Müşteki avukatlarından Yiğit Gökçehan Koçoğlu, otel sahibi Ahmet Bozkurt’a sorular yöneltti.
Koçoğlu, inşaat yapılırken binayı gösterdiği kişilerin işin ehli olup olmadığını sordu.
Bu soruya karşılık Ahmet Bozkurt, işin ehli insanlarla iş yaptığını belirterek, binada kendisinin müteahhitlik yapmadığını, “müteahhidim” dediyse bile enkazdan yeni çıktığında söylediklerinin farkında olmadığını belirtti.
Kıbrıslı Türk müştekilerin diğer avukatlarının sorduğu soruları da cevaplayan Ahmet Bozkurt, 35 cm tespit edilen molozların kendisine ait olmadığını, 4 binanın kendi oteli üzerine yıkıldığını, molozların onlara ait olduğunu savundu.
Ahmet Bozkurt, söylediklerinin çarpıtıldığını ileri sürerek, binasının iki ruhsatlı bir yapı olduğunu, imar barışından bir kere yararlandığını, imar barışının şahsına münhasır bir durum olmadığını kaydetti.

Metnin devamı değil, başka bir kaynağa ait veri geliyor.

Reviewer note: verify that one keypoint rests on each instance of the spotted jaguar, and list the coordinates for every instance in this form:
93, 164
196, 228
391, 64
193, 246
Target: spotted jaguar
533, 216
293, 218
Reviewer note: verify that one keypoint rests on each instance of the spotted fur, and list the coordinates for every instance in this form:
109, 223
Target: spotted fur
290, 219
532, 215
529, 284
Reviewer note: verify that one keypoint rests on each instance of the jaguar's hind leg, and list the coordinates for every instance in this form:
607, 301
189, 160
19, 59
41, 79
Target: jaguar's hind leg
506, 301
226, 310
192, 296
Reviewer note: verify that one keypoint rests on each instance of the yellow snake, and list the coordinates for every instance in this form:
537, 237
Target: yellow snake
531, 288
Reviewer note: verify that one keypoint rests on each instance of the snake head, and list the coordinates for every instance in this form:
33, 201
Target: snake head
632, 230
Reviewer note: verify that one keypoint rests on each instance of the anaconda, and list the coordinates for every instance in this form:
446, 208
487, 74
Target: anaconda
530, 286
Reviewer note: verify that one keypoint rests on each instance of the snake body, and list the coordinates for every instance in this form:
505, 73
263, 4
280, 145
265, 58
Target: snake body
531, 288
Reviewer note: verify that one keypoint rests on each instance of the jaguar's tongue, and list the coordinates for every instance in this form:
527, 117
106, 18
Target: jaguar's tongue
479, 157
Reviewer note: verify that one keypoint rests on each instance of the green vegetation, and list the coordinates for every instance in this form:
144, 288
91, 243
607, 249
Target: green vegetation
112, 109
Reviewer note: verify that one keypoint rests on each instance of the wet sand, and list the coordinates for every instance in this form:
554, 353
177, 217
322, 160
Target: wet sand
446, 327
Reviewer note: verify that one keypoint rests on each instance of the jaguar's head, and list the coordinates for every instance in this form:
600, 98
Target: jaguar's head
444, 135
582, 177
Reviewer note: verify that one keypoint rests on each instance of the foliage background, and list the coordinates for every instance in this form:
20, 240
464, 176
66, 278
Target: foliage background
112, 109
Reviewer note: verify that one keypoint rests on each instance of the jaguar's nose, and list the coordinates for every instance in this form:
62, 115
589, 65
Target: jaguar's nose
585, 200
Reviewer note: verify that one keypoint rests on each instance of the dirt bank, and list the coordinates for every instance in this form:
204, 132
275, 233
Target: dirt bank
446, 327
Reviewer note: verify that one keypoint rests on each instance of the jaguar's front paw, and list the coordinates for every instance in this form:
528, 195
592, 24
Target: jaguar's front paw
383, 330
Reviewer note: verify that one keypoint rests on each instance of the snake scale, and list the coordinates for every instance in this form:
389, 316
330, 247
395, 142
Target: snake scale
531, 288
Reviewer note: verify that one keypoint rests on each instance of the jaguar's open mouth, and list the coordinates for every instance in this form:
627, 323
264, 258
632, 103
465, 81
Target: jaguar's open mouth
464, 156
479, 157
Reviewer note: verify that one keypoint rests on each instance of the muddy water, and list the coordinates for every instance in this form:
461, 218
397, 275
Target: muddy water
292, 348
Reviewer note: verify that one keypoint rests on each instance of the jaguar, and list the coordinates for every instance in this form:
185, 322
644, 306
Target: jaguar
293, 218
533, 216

-“Her yer ayakta olsa ve sadece İsias yıkılsaydı bütün suçlamaları kabul ederdim”
Tutuklanmadan önce otel yıkıntılarını gördüğünü söyleyen Bozkurt, “Adıyaman’ın yüzde 90’ının yerle bir olduğunu ifade ederek, “Her yer ayakta olsa ve sadece İsias yıkılsaydı bütün suçlamaları kabul ederdim” dedi.
“Kendisinin veya ailesinden herhangi birinin belediyeye yapılmış bir bağışa katkısı olup, olmadığının” sorulması üzerine Ahmet Bozkurt, belediyeye herhangi bir katkı, bağış yapmadığını, ticari ilişkisinin olmadığını kaydetti.

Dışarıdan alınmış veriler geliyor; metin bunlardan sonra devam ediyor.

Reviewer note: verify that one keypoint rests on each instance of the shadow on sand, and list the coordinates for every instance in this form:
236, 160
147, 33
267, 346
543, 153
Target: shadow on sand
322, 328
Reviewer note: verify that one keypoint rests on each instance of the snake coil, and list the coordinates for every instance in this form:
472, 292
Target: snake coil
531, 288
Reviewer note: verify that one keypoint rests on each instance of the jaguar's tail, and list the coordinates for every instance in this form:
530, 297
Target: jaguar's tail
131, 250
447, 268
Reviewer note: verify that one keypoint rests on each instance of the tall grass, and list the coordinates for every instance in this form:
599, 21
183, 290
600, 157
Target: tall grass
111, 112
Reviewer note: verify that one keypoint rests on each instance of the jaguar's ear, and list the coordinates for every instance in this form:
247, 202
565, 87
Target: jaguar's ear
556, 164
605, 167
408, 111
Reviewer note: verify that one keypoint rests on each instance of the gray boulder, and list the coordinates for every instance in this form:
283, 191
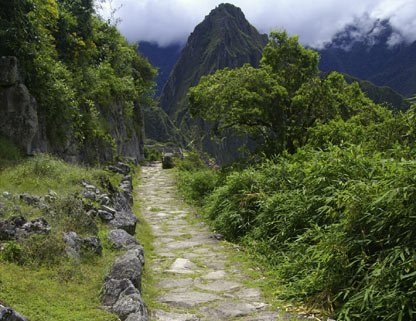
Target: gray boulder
72, 244
75, 245
138, 316
92, 244
120, 239
125, 220
7, 231
38, 226
113, 289
128, 305
8, 314
29, 199
129, 266
105, 215
167, 161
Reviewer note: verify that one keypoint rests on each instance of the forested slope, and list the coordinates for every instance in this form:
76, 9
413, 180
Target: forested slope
326, 201
89, 84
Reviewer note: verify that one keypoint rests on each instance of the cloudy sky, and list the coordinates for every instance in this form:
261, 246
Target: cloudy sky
315, 21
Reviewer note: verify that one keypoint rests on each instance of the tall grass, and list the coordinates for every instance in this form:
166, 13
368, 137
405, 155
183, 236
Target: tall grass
338, 227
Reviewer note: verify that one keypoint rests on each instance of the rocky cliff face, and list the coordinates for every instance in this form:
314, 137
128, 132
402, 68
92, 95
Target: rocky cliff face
224, 39
18, 109
21, 123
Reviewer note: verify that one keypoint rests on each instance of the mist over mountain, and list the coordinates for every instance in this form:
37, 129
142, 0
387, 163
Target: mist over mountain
378, 54
224, 39
164, 58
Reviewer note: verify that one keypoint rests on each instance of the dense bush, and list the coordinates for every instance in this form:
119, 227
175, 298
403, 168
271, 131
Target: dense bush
337, 225
79, 68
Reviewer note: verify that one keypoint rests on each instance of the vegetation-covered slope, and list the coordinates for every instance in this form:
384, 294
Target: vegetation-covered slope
89, 84
326, 203
223, 39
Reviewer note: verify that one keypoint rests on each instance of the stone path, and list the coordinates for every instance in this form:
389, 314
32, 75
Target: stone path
194, 271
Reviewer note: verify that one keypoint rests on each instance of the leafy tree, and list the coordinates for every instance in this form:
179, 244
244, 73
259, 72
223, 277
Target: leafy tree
278, 102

Binanın beklemede olduğu 6 yıl boyunca korozyona uğramaması için kolonlarını sıvattığını belirten Bozkurt, binada, Göksu nehrinden alınmış ve yıkanmış temiz kum kullanıldığını söyledi.
Bozkurt, bir soru üzerine binanın müteahhidi olmadığını belirterek, asma katın, 1993 yılında bina inşa edilirken yapıldığını, yeni tarihli asma kat yer almıyorsa bunun belediyeye sorulması gerektiğini kaydetti.

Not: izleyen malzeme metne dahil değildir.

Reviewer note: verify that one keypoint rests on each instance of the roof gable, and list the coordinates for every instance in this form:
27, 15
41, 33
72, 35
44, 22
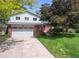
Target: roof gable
25, 13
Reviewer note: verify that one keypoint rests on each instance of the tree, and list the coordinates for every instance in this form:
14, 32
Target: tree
8, 6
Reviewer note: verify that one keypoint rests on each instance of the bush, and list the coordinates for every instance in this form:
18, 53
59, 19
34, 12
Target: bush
71, 30
3, 38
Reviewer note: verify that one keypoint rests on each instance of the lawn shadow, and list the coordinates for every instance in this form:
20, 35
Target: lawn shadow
55, 36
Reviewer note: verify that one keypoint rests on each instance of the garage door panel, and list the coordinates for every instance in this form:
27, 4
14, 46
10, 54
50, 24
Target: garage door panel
22, 32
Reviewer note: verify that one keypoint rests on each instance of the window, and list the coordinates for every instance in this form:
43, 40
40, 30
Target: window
26, 18
17, 18
35, 19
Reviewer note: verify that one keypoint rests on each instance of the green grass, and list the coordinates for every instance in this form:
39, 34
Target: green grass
3, 38
62, 45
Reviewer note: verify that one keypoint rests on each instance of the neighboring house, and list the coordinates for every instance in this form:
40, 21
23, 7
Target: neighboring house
25, 24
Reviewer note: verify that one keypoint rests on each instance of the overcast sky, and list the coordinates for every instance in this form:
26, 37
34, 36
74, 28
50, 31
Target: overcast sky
38, 5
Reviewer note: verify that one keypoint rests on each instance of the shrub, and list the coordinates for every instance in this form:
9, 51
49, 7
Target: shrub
71, 31
3, 38
77, 30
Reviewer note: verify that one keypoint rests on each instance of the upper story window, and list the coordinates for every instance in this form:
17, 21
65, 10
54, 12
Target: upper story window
17, 18
26, 18
35, 19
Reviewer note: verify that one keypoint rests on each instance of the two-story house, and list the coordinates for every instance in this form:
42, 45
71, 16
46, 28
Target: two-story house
24, 24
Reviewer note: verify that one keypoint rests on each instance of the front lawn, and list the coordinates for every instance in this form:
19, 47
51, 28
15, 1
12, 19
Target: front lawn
62, 45
3, 38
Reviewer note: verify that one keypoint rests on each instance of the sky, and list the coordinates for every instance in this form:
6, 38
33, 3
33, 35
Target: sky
38, 5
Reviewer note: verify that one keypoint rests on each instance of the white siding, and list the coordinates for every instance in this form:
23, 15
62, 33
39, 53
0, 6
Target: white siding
22, 18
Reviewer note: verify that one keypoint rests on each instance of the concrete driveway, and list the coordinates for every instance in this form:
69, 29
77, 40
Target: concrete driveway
27, 48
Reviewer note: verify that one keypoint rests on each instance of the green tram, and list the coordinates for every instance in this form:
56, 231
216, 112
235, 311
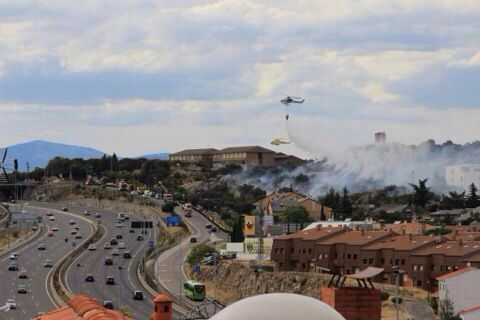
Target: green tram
194, 290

-“Binanın yıkılması, depremin şekli ve şiddetiyle alakalı”
Binanın projeye göre yapıldığını, üst katların kolonlarının inceltildiği konusunda bir bilgisi olmadığını belirten Ahmet Bozkurt, binanın yıkılmasının, binanın sağlamlığıyla ilgisi olmadığını, depremin şekli ve şiddetiyle alakalı olduğunu savundu.
Müşteki avukatlarının sorularının ardından sanık avukatlarının sorularına geçildi. Sanık avukatları bilirkişi raporunda yer alan bazı isimleri netleştirmek amacıyla Ahmet Bozkurt’a sorular yönetti.
-İpekçioğlu’ndan Bozkurt’a soru
İsias Otel’de kızını kaybeden DAÜ Hukuk Fakültesi Öğretim Üyesi Pervin Aksoy İpekçioğlu, müşteki sıfatıyla sanık Ahmet Bozkurt’a soru sordu.
İpekçioğlu, mahkemeden, tüm sorumluların mahkeme huzuruna gelmesini ve gözünün içine baka baka cevap vermesini talep etti.
İpekçioğlu, Bozkurt’a, otel enkazına ne zaman ve saat kaçta geldiğini sordu.
Ahmet Bozkurt ise, enkaza depremin olduğu gün saat 13.30’da geldiğini söyledi.
En üst katı neyle kapattığını soran İpekçioğlu’nu yanıtlayan Bozkurt, tavan kısmının, pervole ve ısı geçirmeyen saçla kapatıldığını kaydetti.
Enkazın üzerinde bulunan kocaman betonun ne olduğunu sorusuna karşılık ise Bozkurt, bunun beyaz beton değil, ısı yalıtımı olduğunu kaydetti.
“3 saniyede çöken binada yumuşak kat düzensizliği var” diyen İpekçioğlu, Bozkurt’un nehir ile derenin farkını açıklayıp açıklayamayacağını sordu. Bozkurt, nehrin suyu ve akıntısının çok olduğunu, derede ise yazda su olmadığını söyledi.
İlk sanığın sorgulanmasının ardından duruşmaya Türkiye saatiyle 15.10’a kadar ara verildi.
Aranın ardından sanıkların sorgulanmasına devam edilecek.